Wie die Zukunft der Steinbachtalsperre aussieht, ist dreieinhalb Wochen nach der großen Hochwasserkatastrophe offen. Zurzeit ist das Wasser komplett abgelassen, die Talsperre leer. Befüllt wird sie erst einmal nicht mehr. Die Bauarbeiten für ein neues Überlaufbauwerk, eine sogenannte Scharte, haben bereits begonnen. „Auch wenn die Scharte Ende August fertig wird, bleibt die Talsperre trotzdem leer“, sagte Markus Böhm, Geschäftsführer des betriebsführenden Unternehmens e-regio, am Samstag beim gemeinsamen Pressegespräch mit Euskirchens Bürgermeister Sacha Reichelt, zugleich Verbandsvorsteher des Wasserversorgungsverbandes Euskirchen-Swisttal (WES), Swisttals Bürgermeisterin Petra Kalkbrenner, zugleich Vorsitzende der WES-Verbandsversammlung, und Christian Lorenz, beauftragter Ingenieur der Ingenieurberatung Lorenz GmbH aus Bad Münstereifel. Böhm verwies auch auf die „klare Aussage der Bezirksregierung, dass kein Anstau stattfinden darf“. Wasser, das zurzeit in die Talsperre fließt, wird über den Grundablass abgeleitet. Für den Fall, dass mehr Wasser zufließen sollte, besteht noch ein Stauvolumen, ohne dass es zu einer Gefährdung der Standsicherheit des Dammes kommt, so die Erläuterungen. Alle Maßnahmen wurden und werden demnach mit zwischen Betreiber und Talsperrenaufsicht der Bezirksregierung sowie Gutachtern festgelegt.
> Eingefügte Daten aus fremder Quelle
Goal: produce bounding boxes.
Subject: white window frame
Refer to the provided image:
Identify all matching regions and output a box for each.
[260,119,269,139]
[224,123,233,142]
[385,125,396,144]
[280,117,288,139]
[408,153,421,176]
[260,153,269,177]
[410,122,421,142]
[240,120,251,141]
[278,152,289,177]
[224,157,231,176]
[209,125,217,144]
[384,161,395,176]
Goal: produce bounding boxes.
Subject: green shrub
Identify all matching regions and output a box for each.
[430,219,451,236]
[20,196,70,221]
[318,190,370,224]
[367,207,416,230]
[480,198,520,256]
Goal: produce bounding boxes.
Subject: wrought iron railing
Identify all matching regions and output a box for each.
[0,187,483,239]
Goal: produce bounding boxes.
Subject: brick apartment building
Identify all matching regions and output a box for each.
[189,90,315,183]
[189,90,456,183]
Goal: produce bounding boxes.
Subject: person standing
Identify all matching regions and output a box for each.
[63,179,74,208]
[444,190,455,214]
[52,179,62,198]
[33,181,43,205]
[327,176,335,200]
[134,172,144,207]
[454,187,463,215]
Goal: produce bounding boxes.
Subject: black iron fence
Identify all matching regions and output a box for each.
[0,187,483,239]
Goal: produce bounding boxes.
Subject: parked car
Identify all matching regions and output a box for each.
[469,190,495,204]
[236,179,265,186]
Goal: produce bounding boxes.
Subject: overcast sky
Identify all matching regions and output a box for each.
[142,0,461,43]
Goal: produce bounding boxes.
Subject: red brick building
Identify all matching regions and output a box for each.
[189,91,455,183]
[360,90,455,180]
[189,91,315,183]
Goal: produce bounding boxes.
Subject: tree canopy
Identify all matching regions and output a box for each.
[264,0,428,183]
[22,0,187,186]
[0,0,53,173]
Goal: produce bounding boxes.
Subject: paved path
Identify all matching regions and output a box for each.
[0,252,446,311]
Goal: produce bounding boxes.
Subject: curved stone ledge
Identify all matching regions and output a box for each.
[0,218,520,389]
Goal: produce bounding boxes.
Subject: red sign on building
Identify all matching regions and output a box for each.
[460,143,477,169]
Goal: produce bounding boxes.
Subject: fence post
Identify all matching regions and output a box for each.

Zukunft der Steinbachtalsperre ist offen

Welche Aufgabe die Talsperre, die in den Jahren 1934 bis 1936 zur Versorgung der Tuchindustrie mit Brauchwasser errichtet worden war, in Zukunft haben soll, werden nach Gutachten und Analysen die WES-Verbandsversammlung und die Politik gemeinsam mit der Bezirksregierung und weiteren Beteiligten wie dem Erftverband ausarbeiten. Möglich wären etwa so genannte „hybride Lösungen“, in denen die Funktion der Steinbachtalsperre für die Naherholung, für den Hochwasserschutz und für die Einspeisung ins Waldfreibad miteinander verbunden werden könnten. „Das alles wird im Herbst diskutiert werden“, sagte e-regio-Geschäftsführer Böhm. „Dann wird auch die Frage gestellt und beantwortet werden müssen, wer soll je nach Nutzung künftig der Betreiber sein und wer finanziert das.“

Zurzeit beziehen laut Böhm noch „drei größere Industriekunden und landwirtschaftliche Kunden“ in Euskirchen Brauchwasser aus der Steinbachtalsperre über in die Talsperre eingebaute Entnahmeleitungen und ein separates Netz. Die Tuchindustrie früherer Jahre existiert in Euskirchen nicht mehr.

„Unsere Menschen in Swisttal haben Angst vor der Steinbachtalsperre“, hielt Swisttals Bürgermeisterin Kalkbrenner fest. Die Bürger wollten wissen, was mit dem Überlauf der Talsperre gewesen sei sowie ob und wie die Katastrophe hätte verhindert werden können. Vor allem aber wollten die Menschen Sicherheit, dass so eine Katastrophe nie wieder passieren könne.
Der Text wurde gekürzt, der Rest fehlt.